Saturday, September 08, 2018

The Many Talons

There are a lot of reasons The Talons of Weng-Chiang is one of the best Doctor Who stories in the series' history. Despite some cheesy yellow-face on a white actor and the even cheesier giant rat costumes, this combination of Fu Manchu, Phantom of the Opera, and The Time Machine creates a world all its own. In a unified dark atmosphere the six part serial introduces several of the series' most memorable characters, each representing different aspects of this strange 1889 London.

The only serial where the Fourth Doctor (Tom Baker) never wears a giant scarf, we see him instead casually emerging from the TARDIS in a deerstalker and Inverness cape. He never directly mentions Sherlock Holmes, the gag being the sort of dry visual joke Tom Baker excelled at. His powers of affable understatement are on good display when Leela (Louise Jameson) points out she's saved his life by killing a thug who'd sneaked up behind him. "Well, in that case you'd better come along," he says.

He keeps this up when he meets the ebullient Mr. Jago (Christopher Benjamin), proprietor the music hall where the sinister Chang (John Bennett) performs a magic act. After the Doctor and Jago investigate a shadowy figure back stage, the former seems charmed by the latter's nervous bluster and offers him a good meal, further charmed by how enthusiastically the offer is accepted.

Christopher Benjamin plays a great Falstaff, by the way, I've seen him in a production of The Merry Wives of Windsor. But he still finds time to record Jago and Litefoot audio plays, a spin-off series from this particular Doctor Who serial. The other half of that duo, Litefoot (Trevor Baxter), is also introduced in The Talons of Weng-Chiang but under very different circumstances.

A sensitive gentleman and a medical examiner for the police, he can scarcely believe it when he's forced to agree with the Doctor's assessment that a corpse's wounds look like they came from the teeth of a giant rat. This is part of the reason the story works so well despite the rat costumes that look like they belong at Chuck E. Cheese--the story builds their menace in dialogue.

Also helping in the menace department is Weng-Chiang himself (Michael Spice), aka Magnus Greel, whose story you can hear more of in the Fifth Doctor audio play The Butcher of Brisbane. The backstory rattled off quickly by the Doctor near the end of this serial is certainly fertile ground for expansion, having to do with the Doctor serving in a Filipino army against Greel who also has the strange and eerie Peking Homunculus or "Mr. Sin" (Deep Roy), an effectively eerie animated doll in Talons of Weng-Chiang.

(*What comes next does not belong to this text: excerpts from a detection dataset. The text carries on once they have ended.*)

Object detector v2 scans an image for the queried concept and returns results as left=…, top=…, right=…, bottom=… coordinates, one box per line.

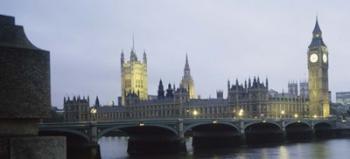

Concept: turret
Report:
left=158, top=79, right=164, bottom=99
left=184, top=54, right=191, bottom=76
left=143, top=51, right=147, bottom=64
left=166, top=83, right=174, bottom=98
left=94, top=96, right=100, bottom=107
left=309, top=18, right=326, bottom=48
left=120, top=50, right=124, bottom=66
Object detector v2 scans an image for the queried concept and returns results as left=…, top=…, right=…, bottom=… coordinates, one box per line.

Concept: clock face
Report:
left=322, top=54, right=328, bottom=63
left=310, top=53, right=318, bottom=63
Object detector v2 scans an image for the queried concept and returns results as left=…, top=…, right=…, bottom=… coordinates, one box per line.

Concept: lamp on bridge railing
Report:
left=281, top=110, right=286, bottom=118
left=294, top=114, right=299, bottom=118
left=90, top=107, right=97, bottom=120
left=192, top=110, right=199, bottom=118
left=238, top=109, right=244, bottom=118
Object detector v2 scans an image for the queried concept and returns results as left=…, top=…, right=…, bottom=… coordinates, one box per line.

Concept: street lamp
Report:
left=238, top=109, right=244, bottom=118
left=192, top=110, right=198, bottom=118
left=90, top=107, right=97, bottom=120
left=294, top=114, right=299, bottom=118
left=281, top=110, right=286, bottom=118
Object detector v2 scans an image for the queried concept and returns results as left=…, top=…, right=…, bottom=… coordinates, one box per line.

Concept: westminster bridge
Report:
left=39, top=118, right=349, bottom=156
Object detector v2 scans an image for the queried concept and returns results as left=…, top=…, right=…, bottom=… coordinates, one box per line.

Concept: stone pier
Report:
left=0, top=15, right=66, bottom=159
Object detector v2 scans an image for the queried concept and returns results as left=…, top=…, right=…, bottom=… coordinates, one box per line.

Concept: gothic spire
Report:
left=95, top=96, right=100, bottom=107
left=184, top=54, right=190, bottom=76
left=312, top=16, right=322, bottom=34
left=130, top=34, right=137, bottom=61
left=309, top=17, right=326, bottom=48
left=158, top=79, right=164, bottom=99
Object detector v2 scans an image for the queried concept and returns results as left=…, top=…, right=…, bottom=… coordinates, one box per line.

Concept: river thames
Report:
left=99, top=137, right=350, bottom=159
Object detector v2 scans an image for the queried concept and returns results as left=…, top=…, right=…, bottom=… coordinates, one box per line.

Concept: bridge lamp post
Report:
left=90, top=107, right=97, bottom=121
left=294, top=114, right=299, bottom=118
left=281, top=110, right=286, bottom=118
left=238, top=109, right=244, bottom=118
left=192, top=110, right=198, bottom=118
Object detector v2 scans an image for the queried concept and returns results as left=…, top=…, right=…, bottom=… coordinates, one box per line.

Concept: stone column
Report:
left=0, top=15, right=66, bottom=159
left=239, top=120, right=246, bottom=143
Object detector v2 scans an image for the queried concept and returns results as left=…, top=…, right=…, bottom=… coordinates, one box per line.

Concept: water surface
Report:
left=99, top=137, right=350, bottom=159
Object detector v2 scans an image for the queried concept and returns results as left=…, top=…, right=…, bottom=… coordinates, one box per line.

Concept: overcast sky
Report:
left=0, top=0, right=350, bottom=107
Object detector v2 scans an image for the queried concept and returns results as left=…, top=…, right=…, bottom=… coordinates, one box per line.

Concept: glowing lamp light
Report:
left=281, top=110, right=286, bottom=115
left=90, top=108, right=97, bottom=114
left=238, top=109, right=244, bottom=117
left=294, top=114, right=299, bottom=118
left=192, top=110, right=198, bottom=116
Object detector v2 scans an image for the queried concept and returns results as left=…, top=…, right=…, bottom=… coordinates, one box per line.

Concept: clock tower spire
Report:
left=307, top=18, right=330, bottom=117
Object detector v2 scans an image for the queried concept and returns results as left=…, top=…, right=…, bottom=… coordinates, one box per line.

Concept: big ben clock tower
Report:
left=307, top=19, right=330, bottom=117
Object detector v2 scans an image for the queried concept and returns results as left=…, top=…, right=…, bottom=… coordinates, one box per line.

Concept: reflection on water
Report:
left=99, top=137, right=350, bottom=159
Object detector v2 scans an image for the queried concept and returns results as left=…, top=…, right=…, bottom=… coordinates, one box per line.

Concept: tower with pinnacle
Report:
left=120, top=37, right=148, bottom=105
left=307, top=18, right=330, bottom=117
left=180, top=54, right=197, bottom=99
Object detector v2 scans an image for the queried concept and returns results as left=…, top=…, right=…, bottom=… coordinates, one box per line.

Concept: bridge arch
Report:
left=97, top=124, right=178, bottom=139
left=244, top=121, right=282, bottom=131
left=285, top=121, right=312, bottom=128
left=183, top=121, right=240, bottom=133
left=313, top=121, right=333, bottom=129
left=285, top=122, right=312, bottom=130
left=39, top=128, right=90, bottom=142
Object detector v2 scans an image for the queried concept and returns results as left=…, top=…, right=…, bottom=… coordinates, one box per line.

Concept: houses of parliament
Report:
left=64, top=20, right=330, bottom=121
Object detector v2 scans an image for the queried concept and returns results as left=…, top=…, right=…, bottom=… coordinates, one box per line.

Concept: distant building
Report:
left=63, top=96, right=90, bottom=122
left=307, top=19, right=330, bottom=117
left=299, top=81, right=309, bottom=98
left=180, top=55, right=197, bottom=99
left=335, top=92, right=350, bottom=105
left=60, top=18, right=336, bottom=121
left=288, top=82, right=298, bottom=96
left=120, top=38, right=148, bottom=105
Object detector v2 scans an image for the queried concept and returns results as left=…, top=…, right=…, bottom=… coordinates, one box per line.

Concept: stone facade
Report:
left=120, top=41, right=148, bottom=105
left=0, top=15, right=66, bottom=159
left=180, top=55, right=197, bottom=99
left=63, top=96, right=90, bottom=122
left=307, top=20, right=330, bottom=117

But not as eerie as Greel himself whose costume reminds me of the Klimt inspired robe Gary Oldman wears in Francis Ford Coppola's Dracula. He also wears a nice broad brimmed Phantom of the Opera-ish black hat at the beginning and his leather mask is perfect.

It all wouldn't work half as well if the serial wasn't so wonderfully dark. Apparently director David Maloney did an extraordinary amount of actual night shooting in this serial and I'm so glad he did. The dingy, treacherous alleyways of Victorian London pack so much more punch when they're lost in 75% shadow. There's so much effective horror in this serial that it enhances the comic relief provided by Jago and Litefoot considerably, the two always seeming duly terrified even as they are adorably ridiculous, never so sabotaging the reality of the scene à la Abbott and Costello.

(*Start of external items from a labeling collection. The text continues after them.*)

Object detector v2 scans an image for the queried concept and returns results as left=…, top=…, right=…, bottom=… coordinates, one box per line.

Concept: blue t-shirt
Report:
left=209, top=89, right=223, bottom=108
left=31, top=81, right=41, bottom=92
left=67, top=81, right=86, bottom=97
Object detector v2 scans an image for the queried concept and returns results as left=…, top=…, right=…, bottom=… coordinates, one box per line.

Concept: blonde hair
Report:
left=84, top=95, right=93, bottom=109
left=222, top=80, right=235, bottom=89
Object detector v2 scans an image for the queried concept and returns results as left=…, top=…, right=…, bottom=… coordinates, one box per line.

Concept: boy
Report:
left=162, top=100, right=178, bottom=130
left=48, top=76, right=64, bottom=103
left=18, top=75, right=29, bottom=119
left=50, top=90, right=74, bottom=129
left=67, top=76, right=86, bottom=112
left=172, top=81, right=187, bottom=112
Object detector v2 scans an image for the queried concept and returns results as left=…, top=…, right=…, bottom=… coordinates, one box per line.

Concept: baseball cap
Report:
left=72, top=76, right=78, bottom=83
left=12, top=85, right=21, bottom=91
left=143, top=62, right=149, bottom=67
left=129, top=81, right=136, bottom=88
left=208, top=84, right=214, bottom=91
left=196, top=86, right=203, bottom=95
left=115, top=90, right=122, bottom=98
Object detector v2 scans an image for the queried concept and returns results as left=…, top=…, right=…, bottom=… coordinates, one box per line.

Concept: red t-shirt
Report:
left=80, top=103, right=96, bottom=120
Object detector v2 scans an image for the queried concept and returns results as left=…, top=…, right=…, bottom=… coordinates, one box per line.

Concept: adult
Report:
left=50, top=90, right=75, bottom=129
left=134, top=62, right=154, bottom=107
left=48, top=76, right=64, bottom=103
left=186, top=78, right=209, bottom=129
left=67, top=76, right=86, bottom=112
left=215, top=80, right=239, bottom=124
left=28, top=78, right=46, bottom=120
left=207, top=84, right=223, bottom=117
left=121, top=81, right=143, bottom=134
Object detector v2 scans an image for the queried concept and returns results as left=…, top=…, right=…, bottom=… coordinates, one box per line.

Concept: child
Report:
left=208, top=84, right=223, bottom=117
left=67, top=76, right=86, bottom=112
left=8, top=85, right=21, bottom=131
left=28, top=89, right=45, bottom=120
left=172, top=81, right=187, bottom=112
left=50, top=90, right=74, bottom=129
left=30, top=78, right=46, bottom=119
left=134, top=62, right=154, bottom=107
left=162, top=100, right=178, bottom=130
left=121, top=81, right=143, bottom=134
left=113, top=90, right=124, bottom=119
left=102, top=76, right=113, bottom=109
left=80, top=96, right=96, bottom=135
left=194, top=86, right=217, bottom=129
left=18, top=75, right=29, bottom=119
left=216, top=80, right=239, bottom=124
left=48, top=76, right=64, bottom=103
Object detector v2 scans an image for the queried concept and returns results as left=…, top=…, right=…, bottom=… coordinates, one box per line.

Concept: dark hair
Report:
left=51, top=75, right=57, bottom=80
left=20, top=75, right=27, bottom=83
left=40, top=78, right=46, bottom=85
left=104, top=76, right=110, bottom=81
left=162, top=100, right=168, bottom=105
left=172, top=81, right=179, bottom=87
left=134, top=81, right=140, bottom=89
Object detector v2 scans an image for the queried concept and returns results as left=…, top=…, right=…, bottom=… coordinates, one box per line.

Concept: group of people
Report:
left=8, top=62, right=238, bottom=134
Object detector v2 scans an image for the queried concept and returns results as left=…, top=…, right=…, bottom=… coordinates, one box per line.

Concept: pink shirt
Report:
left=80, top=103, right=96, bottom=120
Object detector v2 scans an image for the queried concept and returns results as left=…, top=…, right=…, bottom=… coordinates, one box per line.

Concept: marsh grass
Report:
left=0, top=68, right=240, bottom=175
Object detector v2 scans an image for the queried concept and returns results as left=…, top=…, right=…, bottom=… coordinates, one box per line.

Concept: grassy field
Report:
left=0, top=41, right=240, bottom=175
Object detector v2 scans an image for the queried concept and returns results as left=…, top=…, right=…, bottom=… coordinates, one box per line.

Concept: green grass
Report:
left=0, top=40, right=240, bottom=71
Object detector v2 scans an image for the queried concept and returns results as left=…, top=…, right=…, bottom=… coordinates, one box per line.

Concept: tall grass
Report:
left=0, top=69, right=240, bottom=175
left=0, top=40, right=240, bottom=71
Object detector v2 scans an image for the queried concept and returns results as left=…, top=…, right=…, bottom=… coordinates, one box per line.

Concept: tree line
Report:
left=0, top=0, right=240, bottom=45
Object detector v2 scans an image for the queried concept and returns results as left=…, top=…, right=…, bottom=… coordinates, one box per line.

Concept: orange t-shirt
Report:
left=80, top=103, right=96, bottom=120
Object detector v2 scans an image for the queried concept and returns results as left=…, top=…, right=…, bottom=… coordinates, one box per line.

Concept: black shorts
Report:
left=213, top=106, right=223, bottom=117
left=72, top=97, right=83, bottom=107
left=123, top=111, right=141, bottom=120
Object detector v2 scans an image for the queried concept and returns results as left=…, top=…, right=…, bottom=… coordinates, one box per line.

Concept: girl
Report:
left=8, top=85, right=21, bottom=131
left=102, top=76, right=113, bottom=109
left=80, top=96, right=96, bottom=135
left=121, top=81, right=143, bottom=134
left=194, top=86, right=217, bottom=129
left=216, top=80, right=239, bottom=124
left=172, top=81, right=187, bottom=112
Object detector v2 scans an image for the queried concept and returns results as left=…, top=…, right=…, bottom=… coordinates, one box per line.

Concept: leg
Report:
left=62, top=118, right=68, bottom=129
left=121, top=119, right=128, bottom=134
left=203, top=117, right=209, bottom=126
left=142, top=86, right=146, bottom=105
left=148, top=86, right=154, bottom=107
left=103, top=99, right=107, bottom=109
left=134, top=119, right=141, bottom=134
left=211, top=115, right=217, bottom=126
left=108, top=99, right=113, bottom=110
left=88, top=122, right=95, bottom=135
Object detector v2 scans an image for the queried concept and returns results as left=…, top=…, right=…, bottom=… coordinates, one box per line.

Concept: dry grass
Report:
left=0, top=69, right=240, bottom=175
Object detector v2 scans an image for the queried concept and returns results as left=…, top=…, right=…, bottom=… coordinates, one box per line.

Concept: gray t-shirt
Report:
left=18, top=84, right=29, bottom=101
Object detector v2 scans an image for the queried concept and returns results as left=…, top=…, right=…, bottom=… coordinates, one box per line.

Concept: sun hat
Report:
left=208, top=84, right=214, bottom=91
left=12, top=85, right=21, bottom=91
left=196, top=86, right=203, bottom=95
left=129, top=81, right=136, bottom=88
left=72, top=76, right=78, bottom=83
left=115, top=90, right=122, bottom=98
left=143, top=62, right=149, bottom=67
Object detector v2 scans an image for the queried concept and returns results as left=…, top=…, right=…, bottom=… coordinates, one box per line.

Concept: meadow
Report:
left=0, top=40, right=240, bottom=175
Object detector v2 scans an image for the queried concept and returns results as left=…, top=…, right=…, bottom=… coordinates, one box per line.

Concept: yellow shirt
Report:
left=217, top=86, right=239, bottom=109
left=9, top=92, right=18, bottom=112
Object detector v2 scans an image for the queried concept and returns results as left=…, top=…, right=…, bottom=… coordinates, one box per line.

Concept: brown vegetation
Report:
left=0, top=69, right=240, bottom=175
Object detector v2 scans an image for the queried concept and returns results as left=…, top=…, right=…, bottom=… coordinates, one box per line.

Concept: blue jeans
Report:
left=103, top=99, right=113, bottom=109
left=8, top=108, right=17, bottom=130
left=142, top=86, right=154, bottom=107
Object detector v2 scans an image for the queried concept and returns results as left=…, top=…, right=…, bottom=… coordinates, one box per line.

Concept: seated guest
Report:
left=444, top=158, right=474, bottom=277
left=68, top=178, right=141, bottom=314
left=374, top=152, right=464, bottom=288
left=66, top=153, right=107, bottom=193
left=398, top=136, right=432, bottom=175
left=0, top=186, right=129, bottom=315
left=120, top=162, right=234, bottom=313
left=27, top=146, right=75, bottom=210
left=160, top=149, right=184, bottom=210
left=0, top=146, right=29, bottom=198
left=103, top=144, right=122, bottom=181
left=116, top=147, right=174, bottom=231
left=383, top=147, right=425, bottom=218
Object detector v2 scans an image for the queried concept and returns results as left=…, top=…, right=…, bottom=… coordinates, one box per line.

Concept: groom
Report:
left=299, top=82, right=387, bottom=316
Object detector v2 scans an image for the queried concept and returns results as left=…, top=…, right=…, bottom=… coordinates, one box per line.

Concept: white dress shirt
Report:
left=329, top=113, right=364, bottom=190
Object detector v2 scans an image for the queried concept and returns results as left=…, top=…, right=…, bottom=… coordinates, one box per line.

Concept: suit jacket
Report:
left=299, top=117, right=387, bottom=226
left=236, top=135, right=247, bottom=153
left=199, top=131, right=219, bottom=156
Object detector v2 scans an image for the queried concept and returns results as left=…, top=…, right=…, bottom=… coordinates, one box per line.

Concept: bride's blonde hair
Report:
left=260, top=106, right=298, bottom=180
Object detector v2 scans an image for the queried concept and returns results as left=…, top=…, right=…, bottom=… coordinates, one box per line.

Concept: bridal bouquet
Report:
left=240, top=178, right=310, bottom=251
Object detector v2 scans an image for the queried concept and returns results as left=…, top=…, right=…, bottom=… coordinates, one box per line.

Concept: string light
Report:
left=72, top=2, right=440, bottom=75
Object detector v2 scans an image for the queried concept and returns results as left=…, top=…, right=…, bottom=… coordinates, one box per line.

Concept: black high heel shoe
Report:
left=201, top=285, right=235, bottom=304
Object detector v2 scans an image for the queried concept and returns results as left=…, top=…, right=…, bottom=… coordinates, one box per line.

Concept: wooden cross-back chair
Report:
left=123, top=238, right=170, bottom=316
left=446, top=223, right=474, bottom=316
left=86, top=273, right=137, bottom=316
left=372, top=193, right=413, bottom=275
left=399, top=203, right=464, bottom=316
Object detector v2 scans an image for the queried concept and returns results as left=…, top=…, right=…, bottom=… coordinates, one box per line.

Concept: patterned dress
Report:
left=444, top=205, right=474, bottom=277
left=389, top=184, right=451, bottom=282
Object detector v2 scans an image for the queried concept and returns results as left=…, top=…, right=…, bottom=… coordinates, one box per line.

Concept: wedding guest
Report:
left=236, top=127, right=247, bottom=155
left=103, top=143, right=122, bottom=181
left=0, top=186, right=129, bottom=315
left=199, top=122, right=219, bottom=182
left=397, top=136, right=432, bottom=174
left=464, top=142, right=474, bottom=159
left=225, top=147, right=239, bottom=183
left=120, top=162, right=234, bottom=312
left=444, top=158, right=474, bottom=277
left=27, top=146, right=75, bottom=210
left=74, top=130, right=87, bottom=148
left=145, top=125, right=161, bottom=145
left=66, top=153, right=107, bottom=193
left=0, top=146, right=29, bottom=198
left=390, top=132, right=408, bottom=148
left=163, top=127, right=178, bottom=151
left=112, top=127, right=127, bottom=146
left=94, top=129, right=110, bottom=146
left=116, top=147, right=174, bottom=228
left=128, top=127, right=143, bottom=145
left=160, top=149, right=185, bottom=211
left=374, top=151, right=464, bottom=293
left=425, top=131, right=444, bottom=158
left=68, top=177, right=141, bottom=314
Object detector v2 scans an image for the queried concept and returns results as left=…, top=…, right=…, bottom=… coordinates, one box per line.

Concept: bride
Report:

This isn't a very strong serial for Leela despite the fact that she has several moments I like. Her fight choreography is a bit lacklustre and she spends a lot of time haplessly following people about but I like her line when the Doctor asks her if she knows what some futuristic crystal gadget is--"Oh. You ask me so that you can tell me." I also like when she substitutes herself for a hypnotised prostitute to get the drop on Weng-Chiang. Her Eliza Doolittle schtick is adorable, too, especially when a flustered Litefoot politely joins her in eating meat off the bone.

And after all this, the serial climaxes in one of the show's best ever set pieces; a melee before a great golden dragon that shoots green lasers from its eyes. But there are almost too many things to list that make this a great serial.